Следующий этап настройки – политики трафика, раздел Policies -> Security. Пример настройки показан на рисунке 8. Логика работы правил такая же, как у всех межсетевых экранов. Правила проверяются сверху вниз, до первого совпадения. Краткое описание правил:

image


Рисунок 8 — Пример настройки сетевых правил

Для настройки NAT используется раздел Policies -> NAT. Пример настройки NAT показан на рисунке 9.

image


Рисунок 9 – Пример настройки NAT

Для любого трафика из internal в external можно изменить адрес источника на внешний IP-адрес межсетевого экрана и использовать динамический адрес порта (PAT).

4. Настройка профиля аутентификации LDAP и функции User Identification
Перед подключением пользователей через SSL-VPN необходимо настроить механизм аутентификации. В данном примере аутентификация будет происходить на контроллере домена Active Directory через веб-интерфейс Palo Alto Networks.

image


Рисунок 10 – LDAP профиль

Для того, чтобы аутентификация работала, нужно настроить LDAP Profile и Authentication Profile. В разделе Device -> Server Profiles -> LDAP (рис. 10) нужно указать IP-адрес и порт контроллера домена, тип LDAP и учетную запись пользователя, входящего в группы Server Operators, Event Log Readers, Distributed COM Users. Затем в разделе Device -> Authentication Profile создаем профиль аутентификации (рис. 11), отмечаем ранее созданный LDAP Profile и во вкладке Advanced указываем группу пользователей (рис. 12), которым разрешен удаленный доступ. Важно отметить в профиле параметр User Domain, иначе авторизация на основе групп не будет работать.
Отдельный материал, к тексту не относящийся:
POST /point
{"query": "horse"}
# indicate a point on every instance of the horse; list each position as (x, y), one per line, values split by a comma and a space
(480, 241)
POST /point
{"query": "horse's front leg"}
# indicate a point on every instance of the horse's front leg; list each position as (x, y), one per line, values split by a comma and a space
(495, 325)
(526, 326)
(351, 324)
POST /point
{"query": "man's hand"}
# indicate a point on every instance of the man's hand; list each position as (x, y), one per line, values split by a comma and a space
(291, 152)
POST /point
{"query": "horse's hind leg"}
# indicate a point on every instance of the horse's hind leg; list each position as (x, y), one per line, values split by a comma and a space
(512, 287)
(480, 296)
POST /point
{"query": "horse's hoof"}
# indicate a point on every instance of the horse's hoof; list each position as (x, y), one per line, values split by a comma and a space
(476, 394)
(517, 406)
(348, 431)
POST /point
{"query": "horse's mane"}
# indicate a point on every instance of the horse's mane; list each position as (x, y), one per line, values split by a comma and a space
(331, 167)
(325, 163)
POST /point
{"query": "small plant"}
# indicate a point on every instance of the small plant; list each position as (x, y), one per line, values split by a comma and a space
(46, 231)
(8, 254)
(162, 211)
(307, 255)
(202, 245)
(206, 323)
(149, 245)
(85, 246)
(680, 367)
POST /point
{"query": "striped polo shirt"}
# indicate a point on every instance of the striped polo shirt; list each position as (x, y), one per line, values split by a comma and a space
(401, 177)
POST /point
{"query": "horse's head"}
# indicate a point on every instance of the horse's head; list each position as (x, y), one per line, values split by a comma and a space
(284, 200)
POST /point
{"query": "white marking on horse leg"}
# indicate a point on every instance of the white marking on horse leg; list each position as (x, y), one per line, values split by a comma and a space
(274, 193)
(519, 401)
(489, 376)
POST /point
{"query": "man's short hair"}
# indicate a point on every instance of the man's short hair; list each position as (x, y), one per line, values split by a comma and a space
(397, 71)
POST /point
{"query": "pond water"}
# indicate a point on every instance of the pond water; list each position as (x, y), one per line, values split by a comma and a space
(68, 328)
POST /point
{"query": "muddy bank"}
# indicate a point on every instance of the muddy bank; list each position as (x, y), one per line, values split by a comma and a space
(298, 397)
В поле должно быть указано NetBIOS имя домена.

image


Рисунок 11 – Профиль аутентификации

image


Рисунок 12 – Выбор группы AD

Следующий этап – настройка Device -> User Identification. Здесь нужно указать IP-адрес контроллера домена, учетные данные для подключения, а также настроить параметры Enable Security Log, Enable Session, Enable Probing (рис. 13). В разделе Group Mapping (рис. 14) нужно отметить параметры идентификации объектов в LDAP и список групп, которые будут использоваться для авторизации. Также как в Authentication Profile, здесь нужно задать параметр User Domain.

image


Рисунок 13 – Параметры User Mapping

image


Рисунок 14 – Параметры Group Mapping

Последним шагом на этом этапе будет создание VPN-зоны и интерфейса для этой зоны. На интерфейсе нужно включить параметр Enable User Identification (рис. 15).

image


Рисунок 15 – Настройка VPN-зоны

5. Настройка SSL VPN

Для выпуска сертификата нужно создать запрос на сертификат в разделе Device -> Certificate Management -> Certificates -> Generate. В запросе указываем имя сертификата и IP-адрес или FQDN веб-портала (рис. 16). После генерации запроса скачиваем .csr файл и копируем его содержимое в поле запроса сертификата в веб-форму AD CS Web Enrollment. В зависимости от настройки центра сертификации, запрос на сертификат нужно одобрить и скачать выпущенный сертификат в формате Base64 Encoded Certificate. Дополнительно нужно скачать корневой сертификат центра сертификации. Затем нужно импортировать оба сертификата на межсетевой экран. При импорте сертификата для веб-портала необходимо выделить запрос в статусе pending и нажать import. Имя сертификата должно совпадать с именем, указанным ранее в запросе. Имя корневого сертификата можно указать произвольно. После импорта сертификата необходимо создать SSL/TLS Service Profile в разделе Device -> Certificate Management. В профиле указываем ранее импортированный сертификат.

image


Рисунок 16 – Запрос на сертификат

Следующий шаг – настройка объектов Glоbal Protect Gateway и Global Protect Portal в разделе Network -> Global Protect. В настройках Glоbal Protect Gateway указываем внешний IP-адрес межсетевого экрана, а также ранее созданные SSL Profile, Authentication Profile, туннельный интерфейс и IP-настройки клиента. Нужно задать пул IP-адресов, из которого будет назначен адрес клиенту, и Access Route – это подсети, к которым будет маршрут у клиента. Если стоит задача завернуть весь трафик пользователя через межсетевой экран, то нужно указать подсеть 0.0.0.0/0 (рис. 17).

image


Рисунок 17 – Настройка пула IP адресов и маршрутов

Затем необходимо настроить Global Protect Portal. Указываем IP-адрес межсетевого экрана, SSL Profile и Authentication Profile и список внешних IP-адресов межсетевых экранов, к которым будет подключаться клиент. Если межсетевых экранов несколько, можно выставить для каждого приоритет, в соответствии с которым пользователи будут выбирать межсетевой экран для подключения.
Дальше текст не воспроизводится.